Re: Tuba Bashing - A reminder...


[ Follow Ups ] [ Post Followup ] [ TubeNet BBS ] [ FAQ ]

Posted by Rick Denney on January 17, 2002 at 12:27:07:

In Reply to: Tuba Bashing - A reminder... posted by Patrick Sheridan on January 16, 2002 at 19:33:57:

Isn't it really easy to shrug off a bad review when you are successful and confident? I'll never forget your comment at the Army conference last year, when you said that a mistake was easy to take in stride when you perform a work 100 times in a year. You just do better next time. (But I didn't hear any mistakes.)

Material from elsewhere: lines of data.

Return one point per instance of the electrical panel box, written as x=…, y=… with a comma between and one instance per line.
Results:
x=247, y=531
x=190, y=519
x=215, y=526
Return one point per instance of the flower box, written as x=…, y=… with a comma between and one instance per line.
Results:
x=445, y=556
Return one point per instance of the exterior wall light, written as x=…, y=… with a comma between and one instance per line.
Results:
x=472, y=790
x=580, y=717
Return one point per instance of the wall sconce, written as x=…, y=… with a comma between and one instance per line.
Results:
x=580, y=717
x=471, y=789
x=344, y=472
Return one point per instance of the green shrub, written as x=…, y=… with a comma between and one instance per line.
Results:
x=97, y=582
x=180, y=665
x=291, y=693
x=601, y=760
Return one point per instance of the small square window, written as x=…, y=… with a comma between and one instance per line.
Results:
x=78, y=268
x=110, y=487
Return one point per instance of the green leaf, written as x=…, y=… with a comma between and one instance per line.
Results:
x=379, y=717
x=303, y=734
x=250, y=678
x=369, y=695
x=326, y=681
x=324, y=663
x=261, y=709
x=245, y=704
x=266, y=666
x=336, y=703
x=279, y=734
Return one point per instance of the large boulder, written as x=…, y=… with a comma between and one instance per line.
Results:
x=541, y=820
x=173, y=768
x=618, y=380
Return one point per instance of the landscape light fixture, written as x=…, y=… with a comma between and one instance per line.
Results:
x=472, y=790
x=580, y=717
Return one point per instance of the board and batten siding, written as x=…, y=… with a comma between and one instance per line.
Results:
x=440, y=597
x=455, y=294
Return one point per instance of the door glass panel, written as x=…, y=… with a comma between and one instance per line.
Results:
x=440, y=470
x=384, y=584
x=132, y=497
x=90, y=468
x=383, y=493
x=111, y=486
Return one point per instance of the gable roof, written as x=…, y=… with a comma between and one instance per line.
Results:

When I was managing the traffic signals in San Antonio, I was a regular though infrequent subject of the local columnists and cartoonists. One of the cartoons was particularly insulting to the work that we did in the section I managed. I had the option of writing a letter to the editor complaining about the false impression made by the cartoon. But it would not have done any good--people form their own conclusions, and everyone has opinions about traffic signals.

Instead, I requested permission to reproduce the cartoon in the professional society newsletter that I edited at the time. The newspaper, though surprised, granted the permission and we all had a big laugh over it. I can't see that it did anything at all to damage my professional reputation, and I doubt that it affected anyone's view of San Antonio's traffic signals.

Once, a columnist printed my salary in the newspaper. I think he was trying to show how much money was being wasted by the city in hiring me, but I think it created more sympathy for me that anything else, and I got a raise the next year, heh, heh.

As you prove during every performance, your work stands on its own, immune to the attack of critics who seem to justify their own importance by downgrading the performances of those whose work departs from their own aesthetic rules. This is a common trait of art critics, and lots of great artists have endured such stupidity. But the best experts on artistic criticism suggest that art should be judged by whether it evokes a proper reception of art on the part of the audience. An example of this criticism (and a description of this approach) can be found in C.S. Lewis's "An Experiment in Criticism" (this is not one of Lewis's religious writings, but rather it is an academic work squarely within his professional expertise). He discusses literature and not music, but everything he says applies equally to music and other arts.

By the standard of the effect that you have on audiences, I think your confidence is justified, heh, heh.